Today, I deviate from STC's habit to present in our Pictures Considered series one of the "visual highlights" of biology – iconic drawings, sketches, photographs, autoradiograms or electron micrographs that convey as much insight as lengthy texts (at least for those contemporaries equipped with more strongly developed visual perception ).
So, you may have seen a diagram showing the shrinkage of the arctic sea ice over the last decades that appeared in the media a few weeks ago. And you may have noticed immediately the unsettling development in 2016 by just looking at this diagram (Figure 1) without having to read the discussions about whether this is a clear indication of climate change or just some crazy weather extreme. No, I'm not going to join the discussion here on whether extreme weather conditions are a consequence of climate change – as many climate scientists agree upon – or just that, crazy. My point here is rather that for a fact-based serious discussion this diagram is only semi-helpful. How come? The diagram follows all established and well-founded rules for presenting diagrams in cartesian coordinates. The scaling is fine as one can see all the data (not the case in quite a few peer-reviewed papers ). Both axes are properly labelled and graded in a meaningful way. But René Descartes is not compatible with 'big data', the diagram is drowned in numbers and therefore almost incomprehensible. Despite the differential coloring of the data curves for individual years, tendencies over the years cannot be detected in the mess of curves. As if the author were aware of this he chose to indicate a ±2σ (= 2 standard deviations) area by light-grey shading but this doesn't substantially help to "read" the development over the time period 1978 – 2017. Being able to discriminate between tendencies and 'crazy outliers' would be necessary for serious discussions.

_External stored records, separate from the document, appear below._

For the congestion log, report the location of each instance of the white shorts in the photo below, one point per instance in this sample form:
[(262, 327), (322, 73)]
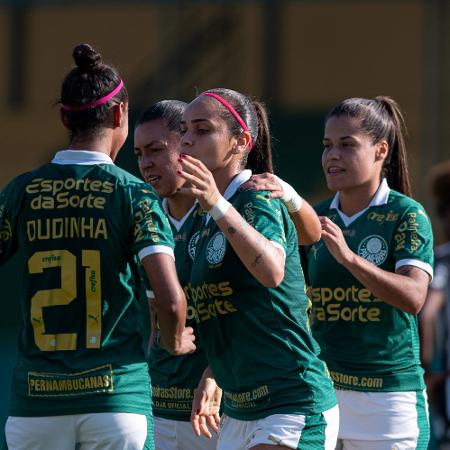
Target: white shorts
[(315, 432), (397, 419), (97, 431), (178, 435)]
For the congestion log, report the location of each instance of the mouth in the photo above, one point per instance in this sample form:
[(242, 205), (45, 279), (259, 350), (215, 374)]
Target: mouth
[(334, 170), (152, 179)]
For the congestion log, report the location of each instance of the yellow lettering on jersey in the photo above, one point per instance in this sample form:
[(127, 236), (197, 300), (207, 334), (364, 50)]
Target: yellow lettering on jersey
[(67, 227), (351, 304)]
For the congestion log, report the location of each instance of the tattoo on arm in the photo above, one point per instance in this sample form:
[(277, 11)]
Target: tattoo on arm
[(231, 230), (257, 260)]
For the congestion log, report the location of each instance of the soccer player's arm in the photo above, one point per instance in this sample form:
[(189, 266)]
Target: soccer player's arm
[(8, 238), (412, 250), (301, 212), (154, 245), (257, 237), (169, 304), (206, 405), (431, 310)]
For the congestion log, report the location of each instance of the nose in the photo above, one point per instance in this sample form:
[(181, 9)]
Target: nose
[(186, 141), (146, 161), (333, 153)]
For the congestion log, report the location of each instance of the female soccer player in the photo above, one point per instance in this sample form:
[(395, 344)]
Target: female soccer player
[(174, 378), (247, 286), (369, 276), (81, 379)]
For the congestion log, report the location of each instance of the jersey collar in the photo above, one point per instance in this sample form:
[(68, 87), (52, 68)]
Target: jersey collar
[(177, 223), (236, 182), (84, 157), (380, 198)]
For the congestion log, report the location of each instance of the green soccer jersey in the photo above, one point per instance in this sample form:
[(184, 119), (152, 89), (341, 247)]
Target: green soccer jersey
[(79, 222), (256, 339), (368, 344), (174, 378)]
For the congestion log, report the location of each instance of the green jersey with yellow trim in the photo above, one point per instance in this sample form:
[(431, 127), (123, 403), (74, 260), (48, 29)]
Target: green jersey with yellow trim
[(79, 227), (368, 344), (256, 339), (174, 378)]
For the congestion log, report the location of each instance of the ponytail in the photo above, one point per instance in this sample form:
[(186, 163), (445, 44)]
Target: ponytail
[(381, 118), (259, 160), (395, 166), (254, 117)]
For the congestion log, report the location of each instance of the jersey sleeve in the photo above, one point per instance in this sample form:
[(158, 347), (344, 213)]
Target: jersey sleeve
[(441, 276), (266, 216), (8, 214), (151, 229), (413, 240)]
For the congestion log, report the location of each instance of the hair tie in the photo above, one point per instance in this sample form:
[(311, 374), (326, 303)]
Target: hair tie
[(233, 112), (97, 102)]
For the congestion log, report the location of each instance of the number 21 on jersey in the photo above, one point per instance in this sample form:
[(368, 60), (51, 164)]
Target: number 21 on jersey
[(90, 260)]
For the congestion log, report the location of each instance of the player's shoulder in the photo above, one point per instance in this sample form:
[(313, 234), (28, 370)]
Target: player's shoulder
[(322, 207), (18, 183), (403, 202), (127, 180), (442, 252), (121, 175)]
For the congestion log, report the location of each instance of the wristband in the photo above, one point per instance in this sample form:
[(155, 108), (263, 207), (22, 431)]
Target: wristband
[(219, 209), (291, 199)]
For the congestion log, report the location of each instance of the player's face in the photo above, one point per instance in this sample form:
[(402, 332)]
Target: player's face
[(350, 159), (157, 151), (205, 134)]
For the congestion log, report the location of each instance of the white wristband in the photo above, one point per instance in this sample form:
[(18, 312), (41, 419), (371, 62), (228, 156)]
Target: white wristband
[(291, 199), (219, 209)]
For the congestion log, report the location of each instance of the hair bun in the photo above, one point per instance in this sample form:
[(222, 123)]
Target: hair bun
[(86, 58)]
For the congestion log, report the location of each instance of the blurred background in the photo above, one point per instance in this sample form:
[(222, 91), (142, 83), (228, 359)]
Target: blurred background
[(300, 57)]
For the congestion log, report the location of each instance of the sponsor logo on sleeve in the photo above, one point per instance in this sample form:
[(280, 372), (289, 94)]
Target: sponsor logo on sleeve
[(215, 250), (373, 248)]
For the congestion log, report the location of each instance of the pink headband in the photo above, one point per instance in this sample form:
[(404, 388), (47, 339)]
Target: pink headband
[(97, 102), (233, 112)]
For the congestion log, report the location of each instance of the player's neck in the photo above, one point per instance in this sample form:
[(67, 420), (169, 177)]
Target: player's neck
[(179, 205), (354, 200), (95, 144)]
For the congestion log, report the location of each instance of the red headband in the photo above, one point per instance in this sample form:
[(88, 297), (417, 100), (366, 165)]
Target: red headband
[(233, 112), (97, 102)]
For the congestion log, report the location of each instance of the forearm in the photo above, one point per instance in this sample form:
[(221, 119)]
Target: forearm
[(307, 224), (402, 292), (261, 258), (171, 320), (169, 302)]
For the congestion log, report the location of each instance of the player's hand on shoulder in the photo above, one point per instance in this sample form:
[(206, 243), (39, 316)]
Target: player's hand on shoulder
[(205, 407)]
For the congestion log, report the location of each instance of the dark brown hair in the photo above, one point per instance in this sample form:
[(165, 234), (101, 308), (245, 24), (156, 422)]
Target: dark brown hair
[(89, 81), (381, 118), (254, 115)]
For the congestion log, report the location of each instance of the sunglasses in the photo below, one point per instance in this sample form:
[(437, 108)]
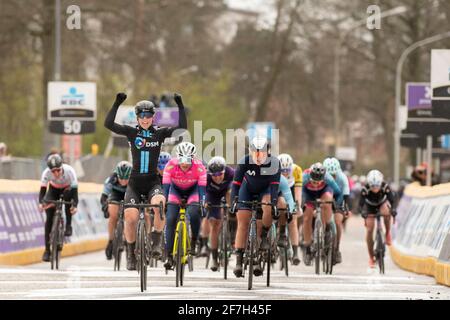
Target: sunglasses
[(185, 160), (143, 115)]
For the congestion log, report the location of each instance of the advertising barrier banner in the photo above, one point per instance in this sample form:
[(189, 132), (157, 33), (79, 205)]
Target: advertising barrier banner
[(22, 225)]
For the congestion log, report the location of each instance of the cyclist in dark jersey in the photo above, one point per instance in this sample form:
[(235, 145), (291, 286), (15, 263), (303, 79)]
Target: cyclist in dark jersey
[(218, 186), (376, 195), (145, 142), (114, 189), (257, 177)]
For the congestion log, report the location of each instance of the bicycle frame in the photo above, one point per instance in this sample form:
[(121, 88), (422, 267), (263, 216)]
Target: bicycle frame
[(57, 232)]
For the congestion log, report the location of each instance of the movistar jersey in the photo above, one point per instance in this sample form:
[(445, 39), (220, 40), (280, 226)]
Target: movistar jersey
[(145, 144)]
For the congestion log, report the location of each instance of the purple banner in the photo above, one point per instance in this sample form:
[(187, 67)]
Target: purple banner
[(21, 223), (166, 117), (418, 96)]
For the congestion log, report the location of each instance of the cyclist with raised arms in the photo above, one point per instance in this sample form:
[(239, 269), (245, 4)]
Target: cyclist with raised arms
[(317, 184), (114, 189), (184, 178), (294, 175), (376, 195), (145, 142), (257, 177), (62, 180), (333, 167), (219, 179), (163, 159)]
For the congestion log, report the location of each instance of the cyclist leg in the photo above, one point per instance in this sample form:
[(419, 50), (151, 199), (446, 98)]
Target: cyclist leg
[(282, 221), (215, 224), (339, 218), (156, 197), (194, 214), (67, 197), (369, 223), (308, 215), (131, 217), (173, 208), (385, 210), (205, 231), (113, 210), (243, 216)]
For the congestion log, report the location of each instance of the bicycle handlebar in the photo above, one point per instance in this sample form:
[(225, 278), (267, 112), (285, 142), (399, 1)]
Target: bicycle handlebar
[(58, 202)]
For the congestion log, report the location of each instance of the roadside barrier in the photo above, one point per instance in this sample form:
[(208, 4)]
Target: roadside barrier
[(422, 232), (22, 225)]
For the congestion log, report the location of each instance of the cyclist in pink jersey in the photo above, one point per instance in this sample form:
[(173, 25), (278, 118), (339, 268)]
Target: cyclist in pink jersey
[(184, 178)]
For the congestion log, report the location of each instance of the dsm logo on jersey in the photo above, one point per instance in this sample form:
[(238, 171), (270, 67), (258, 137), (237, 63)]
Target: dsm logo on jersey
[(141, 143)]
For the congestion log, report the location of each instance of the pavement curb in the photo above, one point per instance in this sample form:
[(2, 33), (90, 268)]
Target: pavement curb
[(428, 266), (34, 255)]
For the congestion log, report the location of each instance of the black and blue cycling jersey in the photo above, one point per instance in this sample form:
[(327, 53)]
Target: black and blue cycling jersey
[(145, 144)]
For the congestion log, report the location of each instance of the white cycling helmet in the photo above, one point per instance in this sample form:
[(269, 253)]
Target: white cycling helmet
[(375, 178), (186, 152), (332, 165), (259, 144), (286, 162)]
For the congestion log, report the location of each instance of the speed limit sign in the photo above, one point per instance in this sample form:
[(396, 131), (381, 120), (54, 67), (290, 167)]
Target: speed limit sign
[(72, 127)]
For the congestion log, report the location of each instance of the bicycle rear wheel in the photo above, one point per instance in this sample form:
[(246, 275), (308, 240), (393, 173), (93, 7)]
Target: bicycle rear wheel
[(225, 249), (286, 261), (252, 247), (380, 252), (317, 245), (142, 259), (117, 242), (179, 269), (54, 241)]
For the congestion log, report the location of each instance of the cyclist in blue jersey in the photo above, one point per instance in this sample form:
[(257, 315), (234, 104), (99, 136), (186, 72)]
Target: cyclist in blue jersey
[(333, 167), (317, 184), (114, 190), (145, 143), (257, 177)]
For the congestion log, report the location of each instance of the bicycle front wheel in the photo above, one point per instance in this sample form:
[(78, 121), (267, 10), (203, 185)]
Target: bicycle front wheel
[(142, 263), (179, 255), (317, 245), (54, 241), (225, 249), (252, 255), (380, 247)]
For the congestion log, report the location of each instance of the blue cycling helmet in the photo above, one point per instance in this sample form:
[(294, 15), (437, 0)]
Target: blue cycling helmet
[(163, 158)]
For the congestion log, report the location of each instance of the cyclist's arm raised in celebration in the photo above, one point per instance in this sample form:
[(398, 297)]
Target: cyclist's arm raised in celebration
[(182, 120), (275, 183), (202, 182), (167, 177), (336, 190), (237, 181), (287, 194), (111, 116), (44, 183)]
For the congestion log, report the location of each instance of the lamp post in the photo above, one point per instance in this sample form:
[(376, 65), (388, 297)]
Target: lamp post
[(337, 65), (398, 91)]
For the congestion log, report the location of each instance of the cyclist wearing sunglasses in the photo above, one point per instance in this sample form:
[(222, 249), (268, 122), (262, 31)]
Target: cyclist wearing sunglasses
[(333, 167), (376, 196), (184, 178), (317, 184), (114, 190), (294, 175), (63, 181), (163, 159), (257, 177), (219, 179), (145, 143)]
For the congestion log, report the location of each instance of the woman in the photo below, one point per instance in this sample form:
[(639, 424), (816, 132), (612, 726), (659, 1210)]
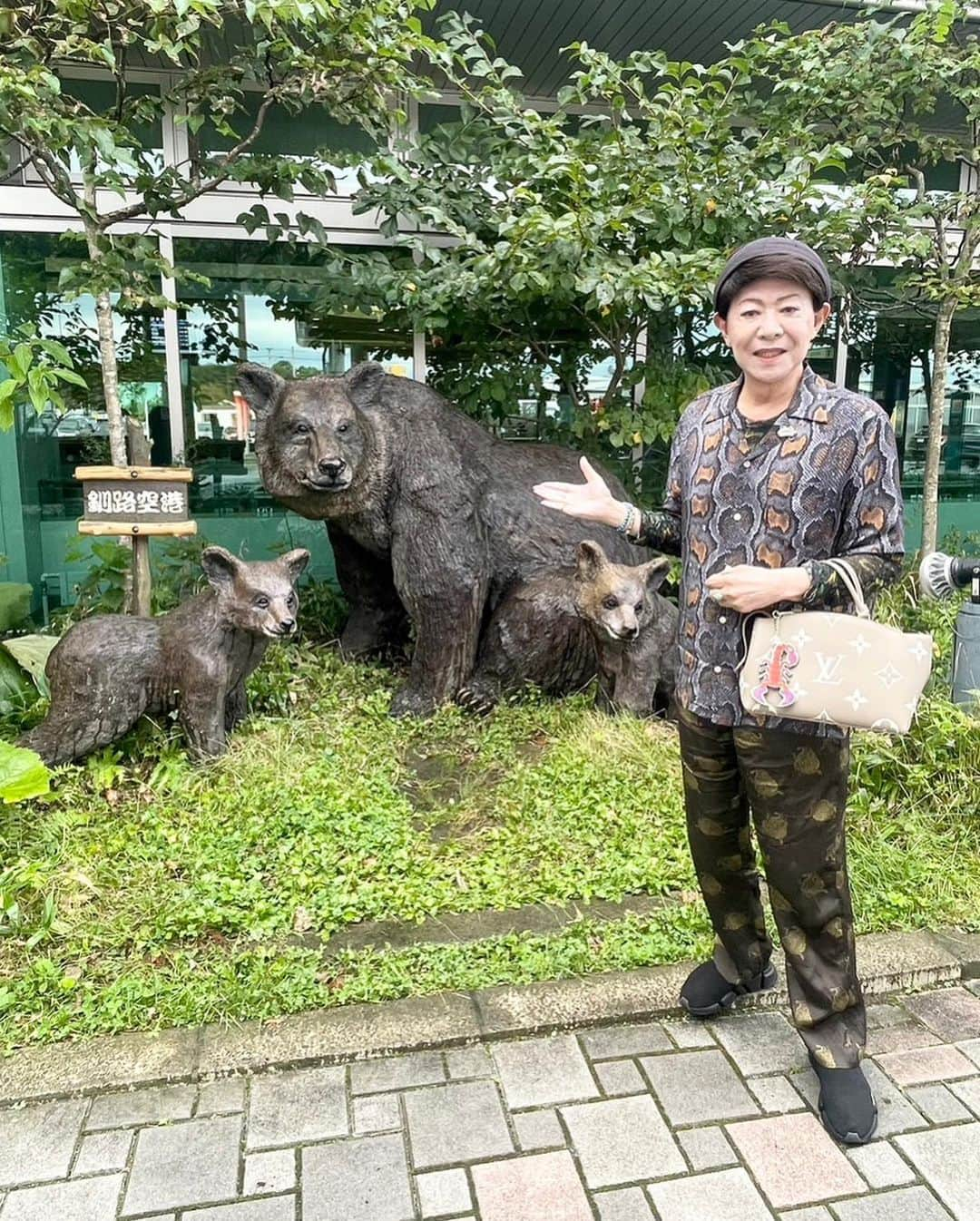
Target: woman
[(770, 476)]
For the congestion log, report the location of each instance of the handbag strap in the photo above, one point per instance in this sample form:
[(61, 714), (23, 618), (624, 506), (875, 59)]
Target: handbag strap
[(852, 585)]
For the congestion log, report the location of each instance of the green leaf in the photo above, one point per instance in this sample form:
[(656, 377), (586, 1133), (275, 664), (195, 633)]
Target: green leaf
[(31, 652), (15, 687), (22, 775), (15, 604), (70, 375)]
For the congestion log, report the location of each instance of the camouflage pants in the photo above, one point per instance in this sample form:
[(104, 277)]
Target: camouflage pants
[(796, 789)]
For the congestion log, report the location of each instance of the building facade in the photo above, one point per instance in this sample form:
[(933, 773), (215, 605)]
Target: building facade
[(176, 366)]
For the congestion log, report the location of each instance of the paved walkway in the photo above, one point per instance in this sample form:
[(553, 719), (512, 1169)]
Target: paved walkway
[(673, 1121)]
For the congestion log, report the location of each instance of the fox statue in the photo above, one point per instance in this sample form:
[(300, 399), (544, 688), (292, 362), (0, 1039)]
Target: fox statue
[(109, 670)]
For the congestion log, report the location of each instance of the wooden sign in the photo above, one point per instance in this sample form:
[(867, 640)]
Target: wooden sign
[(136, 501)]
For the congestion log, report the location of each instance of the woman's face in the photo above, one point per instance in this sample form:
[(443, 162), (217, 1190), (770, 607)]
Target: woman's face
[(770, 327)]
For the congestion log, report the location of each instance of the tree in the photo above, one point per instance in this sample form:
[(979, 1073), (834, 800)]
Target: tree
[(880, 87), (232, 63), (588, 233)]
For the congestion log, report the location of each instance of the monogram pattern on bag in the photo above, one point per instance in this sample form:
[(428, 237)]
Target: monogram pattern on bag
[(821, 481)]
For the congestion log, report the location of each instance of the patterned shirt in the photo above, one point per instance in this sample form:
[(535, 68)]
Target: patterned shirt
[(820, 481)]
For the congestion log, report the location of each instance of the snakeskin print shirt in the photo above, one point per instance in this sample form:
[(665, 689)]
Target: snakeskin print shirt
[(818, 481)]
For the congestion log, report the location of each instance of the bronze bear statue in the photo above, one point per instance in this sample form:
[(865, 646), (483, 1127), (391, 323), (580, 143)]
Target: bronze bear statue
[(108, 670), (430, 518), (606, 620)]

Enter one Kevin Pluck – a younger informatician from UK, as I learned – to the rescue of Descartes. He has, apparently, a strong sense for UI design and wrote a not-really-difficult script for converting the NSIDC sea ice concentration data into the animation shown in Figure 2 (Click on the Figure to start the animation ). For those of you who still know how to read analog clocks, the positioning of the months of a year "clockwise" on a dial is self‑explanatory. But it should pose no problem for digital natives. Shifting the Y‑axis from the left side (Figure 1) to the center and showing it as properly labelled concentric circles makes the increase/decrease of sea ice coverage in the arctic visible as contiguous area rather than as area under curves, which is way more intuitive (although showing actual geographic areas is not intended ). You see at a glance that the polar ice had it's largest winter maximum in Nov/Dec1989! Finally, as you would need to discuss the development over time, the "years" are shown right in the center of the animation. That's close-to perfect. One could only wish bioinformaticians would develop visual representations of their complex data sets from any-omics studies in similar ways, to let the readers interactively explore the whole and the details simultaneously (I admit I can learn virtually nothing from a static 2D visual summary of protein-interaction studies ).
Why is it desirable to 'rescue' diagrams in cartesian coordinates in the age of big data? They're much easier to read than tables, so they're perfect for the experimenter during measurements of any kind. And they are the perfect basis for discussion among scientists: when you get lost in words and arguments you can always come back to the diagram. They're familiar to all practitioners of natural sciences, which allows easy communication across disparate fields. And, lastly, they are perfect for expressing mathematical relations without resorting to arithmetic with heaps of formulas (something many biologists prefer ).